- Born: Los Angeles, California, U.S.
- Occupation: Actress
- Years active: 1972-present
- Children: 2

= Marilyn Alex =

American actress

Marilyn Alex is an American actress. She is best known for playing the role of Molly Carter on the CBS soap operas The Young and the Restless (1991 to 1993, 2005) and The Bold and the Beautiful (1992 to 1993, 1994, 1997 to 1998).

== Early life ==
Alex was born and raised in Los Angeles, California. Her family ran an electrical appliance store.

== Career ==
Alex had a small role on the NBC soap opera Days of Our Lives in 1972. She then moved to New York, where she was an understudy for Broadway productions of Deathtrap and Agnes of God. Alex replaced the leads and joined national tours of both productions. She also played the title role in a production of Driving Miss Daisy in New Jersey.

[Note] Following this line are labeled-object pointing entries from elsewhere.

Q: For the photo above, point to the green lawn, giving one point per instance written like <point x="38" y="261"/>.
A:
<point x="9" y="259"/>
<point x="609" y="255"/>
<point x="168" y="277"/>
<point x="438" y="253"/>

Alex appeared as Mrs. Dawson on the ABC soap opera General Hospital. As Nurse Doris on the CBS soap opera As the World Turns in 1990, she had a recurring role. She was then cast as Molly Carter on the CBS soap opera The Young and the Restless. The character was the mother of Sheila Carter (Kimberlin Brown). In 1992, Sheila crossed over to The Bold and the Beautiful and Molly eventually joined her, with Alex making recurring appearances. Alex has continued to appear on The Young and the Restless, most recently in 2020.

Alex guest starred on Sex and the City in 2000. She appeared in the film Deep Blood (also titled Homecoming) in 2005. Her most recent role was in the 2011 film Paranormal Activity 3.

== Personal life ==
As of 1992, Alex was divorced. She has two children, a son and a daughter.